Animal Liberation wants to raise awareness that millions of the birds are suffering on Australian farms because they are routinely deprived of water to swim or bathe in, it says.

"Water deprivation is one of the most severe welfare concerns within modern farming practices because ducks are designed for a life on water," campaign manager Emma Hurst said.... Jonathan Yee, owner of the sprawling Emperor's Garden Restaurant at the paifang entrance into Chinatown, said it was unfair to target Chinese businesses because duck was featured in many cuisines. "The ads should be in other suburbs, because duck is not just in Chinatown. To have it where one cuisine is predominantly based, that's quite biased," he said.

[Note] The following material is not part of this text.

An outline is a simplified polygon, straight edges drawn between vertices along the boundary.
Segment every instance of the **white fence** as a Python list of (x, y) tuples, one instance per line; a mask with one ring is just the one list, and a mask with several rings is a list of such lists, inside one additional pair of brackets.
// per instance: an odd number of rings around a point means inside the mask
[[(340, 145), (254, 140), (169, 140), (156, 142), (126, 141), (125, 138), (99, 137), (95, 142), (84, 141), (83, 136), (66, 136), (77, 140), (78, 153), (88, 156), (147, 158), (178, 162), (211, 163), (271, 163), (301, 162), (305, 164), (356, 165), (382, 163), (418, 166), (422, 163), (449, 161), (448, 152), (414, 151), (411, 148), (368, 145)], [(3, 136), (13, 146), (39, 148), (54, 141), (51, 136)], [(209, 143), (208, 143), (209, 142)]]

I had no idea of the practice being described and do find it damnable. I do, however, also register the concern of Jonathon Yee at the targeting of the campaign in Chinatown, or indeed at the Chinese community as a whole if that is the substance of the campaign.

Shut up and Eat. A foodie repents
‘If shopping and cooking really are the most consequential, most political acts in my life, perhaps what that means is that our sense of the political has shrunk too far—shrunk so much that it fits into our recycled-hemp shopping bags. If these tiny acts of consumer choice are the most meaningful actions in our lives, perhaps we aren’t thinking and acting on a sufficiently big scale. Imagine that you die and go to Heaven and stand in front of a jury made up of Thomas Jefferson, Eleanor Roosevelt, and Martin Luther King, Jr. Your task would be to compose yourself, look them in the eye, and say, “I was all about fresh, local, and seasonal.”

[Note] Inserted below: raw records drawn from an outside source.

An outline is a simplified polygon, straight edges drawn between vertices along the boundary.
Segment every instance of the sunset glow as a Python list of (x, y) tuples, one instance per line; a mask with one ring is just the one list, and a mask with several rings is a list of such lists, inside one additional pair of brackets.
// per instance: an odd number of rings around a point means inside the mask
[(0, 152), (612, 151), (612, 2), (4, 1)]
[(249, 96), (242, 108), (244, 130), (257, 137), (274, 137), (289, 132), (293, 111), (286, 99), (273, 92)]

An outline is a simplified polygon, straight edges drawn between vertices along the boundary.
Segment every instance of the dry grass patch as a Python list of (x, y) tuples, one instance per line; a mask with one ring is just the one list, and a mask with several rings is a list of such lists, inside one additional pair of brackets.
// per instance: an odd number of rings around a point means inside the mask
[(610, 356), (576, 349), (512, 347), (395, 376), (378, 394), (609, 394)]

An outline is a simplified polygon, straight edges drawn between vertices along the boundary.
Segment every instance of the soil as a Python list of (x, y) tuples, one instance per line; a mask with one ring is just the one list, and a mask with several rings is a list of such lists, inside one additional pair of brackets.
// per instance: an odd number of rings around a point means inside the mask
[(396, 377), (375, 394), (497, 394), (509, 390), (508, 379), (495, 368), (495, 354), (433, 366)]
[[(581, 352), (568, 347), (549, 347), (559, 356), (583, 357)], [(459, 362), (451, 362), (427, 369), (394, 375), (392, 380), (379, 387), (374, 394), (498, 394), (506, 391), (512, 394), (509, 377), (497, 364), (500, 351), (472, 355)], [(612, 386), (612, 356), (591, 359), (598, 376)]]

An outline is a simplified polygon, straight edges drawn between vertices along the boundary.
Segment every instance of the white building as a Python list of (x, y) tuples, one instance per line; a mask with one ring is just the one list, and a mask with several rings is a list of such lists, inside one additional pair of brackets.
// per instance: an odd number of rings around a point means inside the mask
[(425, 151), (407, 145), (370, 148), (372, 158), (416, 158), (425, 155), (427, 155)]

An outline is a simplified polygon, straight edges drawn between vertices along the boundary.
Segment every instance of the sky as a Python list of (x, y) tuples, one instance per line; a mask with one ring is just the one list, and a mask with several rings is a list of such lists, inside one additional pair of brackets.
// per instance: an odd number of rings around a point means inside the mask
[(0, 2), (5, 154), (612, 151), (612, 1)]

Provocative in the best way. Lanchester doesn’t quite repent, but does ask questions that resonate with me, as I too, become a person who promotes ‘fresh, local and seasonal’ knowing that I am privileged and so can make these choices. However, I take some comfort from going that small step further when I can to also talk, post, write about the wider politics of feeding the world and take actions when they present themselves even if it is as minimal as signing an online petition. I am a community development worker in my other life and I know how necessary it is to give people opportunities to do what they can with their personal and social resources to add to the quantum of change.

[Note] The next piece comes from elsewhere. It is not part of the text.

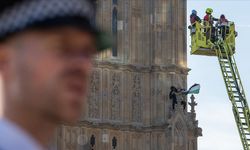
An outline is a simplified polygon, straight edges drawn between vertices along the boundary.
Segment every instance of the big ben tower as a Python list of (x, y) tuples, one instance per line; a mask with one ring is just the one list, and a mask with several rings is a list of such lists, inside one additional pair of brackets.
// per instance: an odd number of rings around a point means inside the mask
[(190, 112), (168, 96), (187, 88), (186, 3), (97, 0), (96, 23), (117, 44), (95, 58), (83, 116), (58, 129), (58, 150), (197, 150), (194, 97)]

Thanks to Ross and Maria Kelly for bringing the article to my attention.

http://nyr.kr/1ttVZ5i

Are seaweed snacks the future as the tide turns on meat consumption?
 ‘A 2010 Wageningen University study estimated that a seaweed farm covering 180,000 square kilometres - roughly the size of Washington State - could provide enough protein for the world’s population. And scientists at Sheffield Hallam University have previously concluded that seaweed granules could replace salt (pdf) in cheese, bread, sausages and processed food such as supermarket ready meals. Even though seaweed is constantly being touted as a superfood and has captured the imagination of trend chefs, there is generally still an aversion to eating it. Part of the problem is it’s a food that’s often been associated with poverty.’

Oh, gawd, here we go again...overpriced ‘superfood’ coming to a trendy restaurant and providore near you any second now. Anyone wanna come kelp raking with me at Bondi?


 Chilaw fish market
 I love Sri Lankan town and village fish markets – raw, immediate, prolific, and enough sand and grit to horrify Australian Council Health Inspectors.